When I go down to earth and find your window
I'll sing you a song once you sleep
So I can live in your dreams
In your everflowing stream

I can't beg you to love me
I can't beg you to embrace me
I can't beg you to hold me
Only that you never forget me.


-Me [10:25 pm]

Long time no write.

...
*sigh*
...

I'll go find myself beneath my covers. That's where I last saw me. Can you help me? you took away that small part of me, that ever loved. If you don't want it, you can always return it. Love for me, has no time nor space, much less gender, race or age... to me, love is love. You are LOVE for me, you are my love, regardless of time going by... regardless of lovers. You'll be forever beautiful in my eyes. It matters not if you don't love me. I'll be watching you, nonetheless. In this world where love is but an illusion, I want you to be my reality.
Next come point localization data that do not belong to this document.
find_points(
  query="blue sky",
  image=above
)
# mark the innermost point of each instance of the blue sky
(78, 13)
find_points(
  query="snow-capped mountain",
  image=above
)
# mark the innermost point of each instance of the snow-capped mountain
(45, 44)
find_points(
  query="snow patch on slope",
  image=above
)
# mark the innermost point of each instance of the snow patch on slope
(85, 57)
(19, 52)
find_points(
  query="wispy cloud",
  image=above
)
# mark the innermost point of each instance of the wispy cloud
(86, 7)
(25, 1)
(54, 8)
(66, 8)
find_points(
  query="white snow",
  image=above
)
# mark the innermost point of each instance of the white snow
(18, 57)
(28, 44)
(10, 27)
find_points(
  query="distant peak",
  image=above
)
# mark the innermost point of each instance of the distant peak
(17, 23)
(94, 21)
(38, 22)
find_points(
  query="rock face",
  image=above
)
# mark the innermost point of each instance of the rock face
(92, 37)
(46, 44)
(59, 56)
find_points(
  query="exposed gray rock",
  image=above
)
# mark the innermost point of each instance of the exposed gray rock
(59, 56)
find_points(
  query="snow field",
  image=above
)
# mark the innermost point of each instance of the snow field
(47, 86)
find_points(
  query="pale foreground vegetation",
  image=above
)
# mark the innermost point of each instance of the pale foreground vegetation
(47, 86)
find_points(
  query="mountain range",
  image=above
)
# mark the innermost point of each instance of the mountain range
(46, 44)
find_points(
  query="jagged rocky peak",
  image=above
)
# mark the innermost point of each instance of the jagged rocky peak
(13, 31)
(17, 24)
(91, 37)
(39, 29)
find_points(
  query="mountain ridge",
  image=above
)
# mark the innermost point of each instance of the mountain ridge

I'm a disgusting romantic fag, I know. Shoot me now.

Friday, February 13, 2004

Secrecy

A secret can hurt. A secret can hurt when a relationship is secret. Well, not really secret. It hurts a million times more when you have to be pushed aside for a while, this other part of me, this other relationship needs my time. Yeah. I understand. I would want time with you too. Afterall, love makes you a sorry dependant fuck so why wouldn't that be in the equation as well?

I feel so jealous and sad. I don't want to jump to any drastic emotions. I want to remain numb forever. I've said that before. It's so delicious to be numb, to not feel anything, to be completely sedated from pain, hurt, jealousy and those mundane feelings that could destroy anyone.

St. Valentine's is right there... right there around the corner and I'll most probably spend it watching them. That's my new job nowadays. But I already knew that. Life is never fair to anyone. Love hurts endlessly, needlessly.

I'm really surprised with myself, I never expected to be this way with someone whom I knew had 'something' with another girl. So? I shouldn't worry. But I'm selfish, so I do. I want him all to myself but I can't say that. I can't be selfish, I can't say anything...

Mirror lie to me
And let me see what I dream to be
Not what I really am.
[/poetic moment]

He sent me a card though... yay.

*proceeds to sit alone in a corner and sing to himself*

--

Good grief. A 'baby' now is in the picture. After he swore he wouldn't reproduce, because he just couldn't... but he chose her after all. She must be so special. She really must be. The way he was hugging her and smiling, and then a Valentine date.

It's killing me...

I know I've sinned before but... I didn't think it would hurt this much. This isn't my reality. I wonder what reality HE prefers? I can't ask him that. I can't say anything.

I've been listening to all kinds of romance songs, tomorrow being that dreaded Valentines. I can feel my heart tearing, even if my headphones are blasting against my ears. I close my eyes, I prefer to not think at all. Everything hurts right now. I don't care for my own happiness; irrelevant, it's irrelevant. I just want you with me... why does that seem so much now? But I guess that means I DO want my own happiness.

*shoots self*

Thursday, January 1, 2004

New Years

Happy New Years. I'm with Rink in Vail, Colorado. All is right with the world.